On Friday, the Environmental Protection Agency formally announced that heat-trapping greenhouse gases are a danger to human health and welfare, a move that could lead to the regulation of carbon dioxide emissions from vehicles, power plants, and other industrial sources.

The determination—which will undergo a sixty-day comment period before any details or specific actions are decided—drew coverage from all the major outlets. A cap-and-trade bill introduced in March in the House of Representatives, likewise designed to reduce carbon dioxide emissions, has also received a lot of press attention over the last few weeks. The Obama administration still prefers legislation to regulation—but regardless of which path is chosen, the United States would have to undergo a profound technological transformation, energy-wise, to meet its de-carbonization targets.

It has been reassuring, then, to read numerous articles, both national and regional, over the last month about our technology options, weighing those we have against those we need and discussing the political and economic feasibility of each. To wit, the media conversation about one of the most controversial options, carbon capture and storage (CCS), has finally turned into a meaningful debate.

Just over a year ago, I wrote a column arguing that journalists were neglecting the CCS story. It had been three months since the Bush administration’s Department of Energy cancelled the FutureGen project—a plan to build the U.S.’s first “near-zero-emissions,” coal-fired power plant—and news about CCS had almost vanished from the news. About a month after my column, The New York Times ran an article whose headline summed up the problem: “Mounting Costs Slow the Push for Clean Coal.” (I’ll ignore, for a moment, the use of that oxymoronic slogan about cleanliness, which should be expunged from journalists’ vocabularies.)

The press’s disinterest in CCS continued into the fall, despite the fact that both Barack Obama and John McCain had, on the campaign trail, repeatedly promised Americans that it would play a significant role in the future energy economy. The fact that Australia, Germany, and other foreign nations were opening test plants didn’t seem to matter either.

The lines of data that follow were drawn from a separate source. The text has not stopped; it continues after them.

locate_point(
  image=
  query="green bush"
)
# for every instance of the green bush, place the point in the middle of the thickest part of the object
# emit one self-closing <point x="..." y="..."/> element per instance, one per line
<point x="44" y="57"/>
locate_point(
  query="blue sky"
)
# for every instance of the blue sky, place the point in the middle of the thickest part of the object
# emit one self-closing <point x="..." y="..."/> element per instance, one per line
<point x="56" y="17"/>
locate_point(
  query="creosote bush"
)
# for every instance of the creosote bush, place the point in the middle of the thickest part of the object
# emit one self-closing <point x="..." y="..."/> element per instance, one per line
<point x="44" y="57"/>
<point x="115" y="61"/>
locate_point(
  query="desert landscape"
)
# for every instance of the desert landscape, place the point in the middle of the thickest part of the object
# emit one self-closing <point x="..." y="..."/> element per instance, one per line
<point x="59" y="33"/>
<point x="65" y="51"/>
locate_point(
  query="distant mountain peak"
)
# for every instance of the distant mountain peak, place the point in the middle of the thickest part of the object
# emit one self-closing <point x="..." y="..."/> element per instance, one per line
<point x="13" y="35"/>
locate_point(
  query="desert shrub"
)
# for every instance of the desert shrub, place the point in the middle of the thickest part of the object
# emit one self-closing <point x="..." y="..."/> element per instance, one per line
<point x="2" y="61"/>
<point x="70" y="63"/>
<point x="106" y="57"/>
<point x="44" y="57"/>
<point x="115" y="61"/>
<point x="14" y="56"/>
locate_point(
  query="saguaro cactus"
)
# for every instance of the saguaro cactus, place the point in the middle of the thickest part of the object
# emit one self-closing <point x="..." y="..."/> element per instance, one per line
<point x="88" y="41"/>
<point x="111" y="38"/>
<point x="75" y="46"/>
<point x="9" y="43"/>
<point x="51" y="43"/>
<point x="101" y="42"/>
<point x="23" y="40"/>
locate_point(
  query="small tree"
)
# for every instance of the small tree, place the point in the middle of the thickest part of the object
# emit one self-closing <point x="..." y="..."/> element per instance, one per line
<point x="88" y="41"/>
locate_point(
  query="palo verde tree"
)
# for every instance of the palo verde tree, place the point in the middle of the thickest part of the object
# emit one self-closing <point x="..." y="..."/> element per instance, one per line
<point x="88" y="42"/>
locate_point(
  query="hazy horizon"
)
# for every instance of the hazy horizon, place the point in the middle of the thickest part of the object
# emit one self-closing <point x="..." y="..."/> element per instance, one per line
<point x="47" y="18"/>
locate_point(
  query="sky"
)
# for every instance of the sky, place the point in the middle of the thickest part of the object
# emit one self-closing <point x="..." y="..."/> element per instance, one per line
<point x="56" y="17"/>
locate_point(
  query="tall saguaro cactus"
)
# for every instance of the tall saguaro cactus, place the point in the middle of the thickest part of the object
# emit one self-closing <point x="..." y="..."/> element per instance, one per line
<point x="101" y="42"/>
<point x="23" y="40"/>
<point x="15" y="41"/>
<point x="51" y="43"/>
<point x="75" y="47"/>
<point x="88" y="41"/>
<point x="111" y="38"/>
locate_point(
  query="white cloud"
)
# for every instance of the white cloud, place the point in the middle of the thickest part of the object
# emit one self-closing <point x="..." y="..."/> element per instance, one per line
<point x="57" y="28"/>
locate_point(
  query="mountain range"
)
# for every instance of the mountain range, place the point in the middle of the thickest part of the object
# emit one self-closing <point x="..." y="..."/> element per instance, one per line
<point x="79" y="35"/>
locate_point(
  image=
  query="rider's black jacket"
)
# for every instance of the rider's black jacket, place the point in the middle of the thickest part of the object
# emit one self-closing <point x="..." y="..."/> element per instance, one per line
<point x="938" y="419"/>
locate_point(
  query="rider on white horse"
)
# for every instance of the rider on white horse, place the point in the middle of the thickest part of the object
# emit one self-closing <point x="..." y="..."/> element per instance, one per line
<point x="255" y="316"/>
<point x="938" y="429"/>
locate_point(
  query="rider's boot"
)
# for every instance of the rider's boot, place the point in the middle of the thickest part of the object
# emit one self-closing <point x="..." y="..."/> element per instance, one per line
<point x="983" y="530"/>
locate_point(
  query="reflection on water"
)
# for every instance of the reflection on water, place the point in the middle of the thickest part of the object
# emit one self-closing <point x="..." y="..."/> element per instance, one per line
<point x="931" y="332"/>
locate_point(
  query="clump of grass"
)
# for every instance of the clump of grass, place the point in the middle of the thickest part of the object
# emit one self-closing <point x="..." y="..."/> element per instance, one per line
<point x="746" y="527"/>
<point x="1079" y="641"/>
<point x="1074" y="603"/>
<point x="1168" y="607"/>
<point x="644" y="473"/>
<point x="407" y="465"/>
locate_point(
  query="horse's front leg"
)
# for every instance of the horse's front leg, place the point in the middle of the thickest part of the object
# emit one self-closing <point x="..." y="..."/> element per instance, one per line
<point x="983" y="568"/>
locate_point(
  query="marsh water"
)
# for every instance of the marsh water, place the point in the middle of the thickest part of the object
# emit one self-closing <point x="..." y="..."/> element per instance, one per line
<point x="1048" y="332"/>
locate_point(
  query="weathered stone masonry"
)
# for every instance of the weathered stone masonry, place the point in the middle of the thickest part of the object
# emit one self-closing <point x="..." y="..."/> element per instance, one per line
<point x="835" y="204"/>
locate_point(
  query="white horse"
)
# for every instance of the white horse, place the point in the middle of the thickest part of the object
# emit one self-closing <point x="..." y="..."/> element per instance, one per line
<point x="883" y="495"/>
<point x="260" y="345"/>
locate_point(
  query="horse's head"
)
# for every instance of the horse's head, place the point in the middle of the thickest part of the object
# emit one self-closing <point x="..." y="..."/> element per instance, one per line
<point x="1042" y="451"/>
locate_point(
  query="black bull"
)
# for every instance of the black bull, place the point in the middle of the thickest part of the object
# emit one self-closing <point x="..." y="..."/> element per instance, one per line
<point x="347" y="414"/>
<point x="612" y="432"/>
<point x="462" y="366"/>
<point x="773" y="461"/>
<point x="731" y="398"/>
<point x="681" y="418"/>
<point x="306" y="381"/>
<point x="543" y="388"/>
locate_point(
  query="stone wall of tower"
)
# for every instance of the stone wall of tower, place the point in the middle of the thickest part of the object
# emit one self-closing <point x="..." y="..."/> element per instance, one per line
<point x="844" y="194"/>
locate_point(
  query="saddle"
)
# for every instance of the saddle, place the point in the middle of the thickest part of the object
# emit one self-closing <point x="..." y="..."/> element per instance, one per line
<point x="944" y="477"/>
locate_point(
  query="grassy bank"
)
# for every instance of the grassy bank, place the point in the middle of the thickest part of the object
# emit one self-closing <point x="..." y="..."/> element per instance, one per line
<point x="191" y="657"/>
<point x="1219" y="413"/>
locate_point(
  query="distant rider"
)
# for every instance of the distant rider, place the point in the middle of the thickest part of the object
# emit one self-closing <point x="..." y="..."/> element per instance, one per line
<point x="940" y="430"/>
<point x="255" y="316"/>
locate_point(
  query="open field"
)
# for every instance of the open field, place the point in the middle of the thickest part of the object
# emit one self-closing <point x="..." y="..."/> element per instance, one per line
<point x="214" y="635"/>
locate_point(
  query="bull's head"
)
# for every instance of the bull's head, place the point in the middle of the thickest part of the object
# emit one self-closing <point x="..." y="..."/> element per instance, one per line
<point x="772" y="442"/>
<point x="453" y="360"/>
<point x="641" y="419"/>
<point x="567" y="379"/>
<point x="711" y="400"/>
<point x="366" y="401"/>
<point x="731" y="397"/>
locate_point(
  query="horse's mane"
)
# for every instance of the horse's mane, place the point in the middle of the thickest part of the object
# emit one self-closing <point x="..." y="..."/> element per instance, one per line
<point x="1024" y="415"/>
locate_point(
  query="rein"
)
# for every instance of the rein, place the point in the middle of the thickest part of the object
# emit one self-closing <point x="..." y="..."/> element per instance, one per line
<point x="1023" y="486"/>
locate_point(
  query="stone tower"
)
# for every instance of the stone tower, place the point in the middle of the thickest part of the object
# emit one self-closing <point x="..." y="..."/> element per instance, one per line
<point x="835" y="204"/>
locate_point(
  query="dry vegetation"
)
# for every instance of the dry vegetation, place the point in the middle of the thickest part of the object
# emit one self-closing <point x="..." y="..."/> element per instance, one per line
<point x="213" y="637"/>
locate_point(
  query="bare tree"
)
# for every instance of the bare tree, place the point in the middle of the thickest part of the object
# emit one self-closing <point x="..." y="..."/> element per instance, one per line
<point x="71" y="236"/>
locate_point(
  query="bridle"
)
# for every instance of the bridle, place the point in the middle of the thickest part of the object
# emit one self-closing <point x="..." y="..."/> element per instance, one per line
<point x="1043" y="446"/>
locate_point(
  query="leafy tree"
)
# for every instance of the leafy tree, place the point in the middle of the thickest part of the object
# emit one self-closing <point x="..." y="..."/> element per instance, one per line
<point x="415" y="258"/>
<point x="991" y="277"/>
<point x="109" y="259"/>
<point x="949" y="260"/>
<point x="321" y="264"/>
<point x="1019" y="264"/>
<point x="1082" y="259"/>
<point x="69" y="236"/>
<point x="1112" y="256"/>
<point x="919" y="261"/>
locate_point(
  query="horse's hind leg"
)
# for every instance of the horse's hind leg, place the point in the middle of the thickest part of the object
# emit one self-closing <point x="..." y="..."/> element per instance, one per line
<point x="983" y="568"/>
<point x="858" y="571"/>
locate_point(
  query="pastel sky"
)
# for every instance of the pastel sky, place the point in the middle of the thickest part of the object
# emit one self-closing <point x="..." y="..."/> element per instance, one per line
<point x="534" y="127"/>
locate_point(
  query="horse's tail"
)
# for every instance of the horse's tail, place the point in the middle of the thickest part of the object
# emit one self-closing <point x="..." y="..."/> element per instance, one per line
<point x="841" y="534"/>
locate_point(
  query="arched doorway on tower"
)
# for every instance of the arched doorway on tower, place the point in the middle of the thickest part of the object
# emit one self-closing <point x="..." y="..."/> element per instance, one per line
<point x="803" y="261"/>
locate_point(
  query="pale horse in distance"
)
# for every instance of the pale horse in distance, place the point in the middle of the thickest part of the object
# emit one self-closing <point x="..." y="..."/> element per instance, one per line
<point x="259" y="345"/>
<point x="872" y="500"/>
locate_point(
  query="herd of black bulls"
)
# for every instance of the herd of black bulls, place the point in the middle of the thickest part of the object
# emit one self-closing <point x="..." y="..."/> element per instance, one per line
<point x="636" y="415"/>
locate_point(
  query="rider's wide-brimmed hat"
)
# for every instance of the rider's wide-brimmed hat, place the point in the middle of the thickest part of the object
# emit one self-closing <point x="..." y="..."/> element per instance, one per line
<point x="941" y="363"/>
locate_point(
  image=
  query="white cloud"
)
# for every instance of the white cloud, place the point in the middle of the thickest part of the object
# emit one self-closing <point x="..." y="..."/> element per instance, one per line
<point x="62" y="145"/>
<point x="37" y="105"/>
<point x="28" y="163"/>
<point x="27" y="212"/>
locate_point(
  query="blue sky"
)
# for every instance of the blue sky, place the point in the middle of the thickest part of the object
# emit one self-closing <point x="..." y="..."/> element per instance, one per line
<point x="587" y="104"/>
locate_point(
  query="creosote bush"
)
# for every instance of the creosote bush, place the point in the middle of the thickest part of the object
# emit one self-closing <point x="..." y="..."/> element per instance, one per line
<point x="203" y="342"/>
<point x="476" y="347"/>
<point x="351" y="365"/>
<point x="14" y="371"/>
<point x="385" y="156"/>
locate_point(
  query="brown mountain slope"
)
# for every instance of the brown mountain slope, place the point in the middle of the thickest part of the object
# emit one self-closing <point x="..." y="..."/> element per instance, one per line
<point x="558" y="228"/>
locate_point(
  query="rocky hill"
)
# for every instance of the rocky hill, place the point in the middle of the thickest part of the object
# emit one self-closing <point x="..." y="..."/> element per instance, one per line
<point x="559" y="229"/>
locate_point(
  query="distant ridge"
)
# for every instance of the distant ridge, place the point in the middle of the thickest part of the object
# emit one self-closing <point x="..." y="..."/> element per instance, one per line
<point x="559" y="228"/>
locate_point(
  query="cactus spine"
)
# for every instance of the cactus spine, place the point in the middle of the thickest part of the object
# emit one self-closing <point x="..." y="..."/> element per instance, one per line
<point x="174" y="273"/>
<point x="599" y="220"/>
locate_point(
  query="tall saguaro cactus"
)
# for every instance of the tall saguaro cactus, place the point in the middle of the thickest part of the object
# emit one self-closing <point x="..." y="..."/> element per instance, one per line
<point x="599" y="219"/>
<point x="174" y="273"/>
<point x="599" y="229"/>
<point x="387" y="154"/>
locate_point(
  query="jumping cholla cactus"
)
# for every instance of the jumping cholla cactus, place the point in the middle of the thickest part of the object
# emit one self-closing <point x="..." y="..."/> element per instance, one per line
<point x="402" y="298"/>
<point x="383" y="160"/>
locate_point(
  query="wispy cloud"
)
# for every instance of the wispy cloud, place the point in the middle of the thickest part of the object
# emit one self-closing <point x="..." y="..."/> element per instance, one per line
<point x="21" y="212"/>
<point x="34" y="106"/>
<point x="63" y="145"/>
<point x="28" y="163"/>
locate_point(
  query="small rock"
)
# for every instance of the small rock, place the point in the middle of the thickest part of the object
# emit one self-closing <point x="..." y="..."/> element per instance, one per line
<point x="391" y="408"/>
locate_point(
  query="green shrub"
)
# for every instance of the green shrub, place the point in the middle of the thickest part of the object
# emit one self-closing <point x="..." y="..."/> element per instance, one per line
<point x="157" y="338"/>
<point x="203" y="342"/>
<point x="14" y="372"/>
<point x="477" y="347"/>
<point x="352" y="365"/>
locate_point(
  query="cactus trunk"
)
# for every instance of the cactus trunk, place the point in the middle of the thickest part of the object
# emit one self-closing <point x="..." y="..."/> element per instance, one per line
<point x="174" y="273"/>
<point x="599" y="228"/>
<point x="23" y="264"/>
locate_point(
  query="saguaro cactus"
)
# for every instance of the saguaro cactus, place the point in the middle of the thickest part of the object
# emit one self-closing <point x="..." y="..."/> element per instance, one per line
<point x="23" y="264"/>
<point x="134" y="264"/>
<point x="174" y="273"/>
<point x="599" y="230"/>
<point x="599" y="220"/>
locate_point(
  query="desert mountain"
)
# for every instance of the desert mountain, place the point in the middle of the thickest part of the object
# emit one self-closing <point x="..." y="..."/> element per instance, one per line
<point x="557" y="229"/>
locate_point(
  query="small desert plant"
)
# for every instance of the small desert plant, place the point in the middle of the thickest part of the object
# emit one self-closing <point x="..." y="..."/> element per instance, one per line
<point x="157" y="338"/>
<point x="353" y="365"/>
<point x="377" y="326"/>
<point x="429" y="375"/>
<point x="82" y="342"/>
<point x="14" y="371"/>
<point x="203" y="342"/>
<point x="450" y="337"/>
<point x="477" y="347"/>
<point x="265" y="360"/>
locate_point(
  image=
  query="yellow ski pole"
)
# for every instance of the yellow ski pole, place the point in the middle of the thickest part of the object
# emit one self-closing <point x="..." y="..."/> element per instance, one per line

When coal-ash ponds in Tennessee and Alabama burst in December and January, flooding hundreds of surrounding acres with toxic sludge, the press leapt into action. Widespread articles, editorials, and commentaries made what seemed like a concerted effort to once and for all denounce the idea that coal could ever be “clean.” It was, without a doubt, a noble and much needed effort. But, as CJR argued at the time, very few reporters bothered to explain that the term “clean coal” was coined to describe carbon capture technology and not the heavy metals in coal ash, effectively postponing, once again, a more complete discussion of whether or not CCS should be a part of the so-called energy revolution.

Then came the American Recovery and Reinvestment Act and, in a span of ten months, the New York Times headline changed from “Mounting Costs Slow the Push for Clean Coal” to “Stimulus Money Puts Clean Coal Projects on a Faster Track.” The Obama administration’s package allotted $3.4 billion to developing CCS, making it one of the key elements in the roughly $70 billion earmarked for energy overall. Though it was already ex post facto, the press was once again interested in covering the debate about whether or not the investment was a good idea.

A few weeks after Obama signed the stimulus bill a headline at Scientific American’s 60-Second Science blog laid out the quandary: “Carbon capture and storage: Absolute necessity or crazy scheme?” Environmentalists who otherwise agree on the urgent need to address global warming are divided over that question, which is what makes CCS such a sticky issue. The rest of the Scientific American post, by David Biello, described two events in New York City which occurred at roughly the same time. At one, the National Resources Defense Council (NRDC) was talking about CCS’s important role in mitigating greenhouse-gas emissions; at the other, the Sierra Club was calling it a lifeline for a toxic, outdated fuel source.

The NRDC epitomizes the position that CCS is necessary because, like it or not, the U.S.—and even more importantly, China and India—will continue to burn large amounts of coal for decades to come. The Sierra Club, on the other hand, represents the opinion that any dollar spent on CCS, or anything to do with coal (the mining of which will always be destructive, and which will always produce ash in burning), is a dollar wasted, which could have gone to clean technologies like wind and solar. There is also the argument that, global warming aside, CCS is neither financially nor technologically feasible.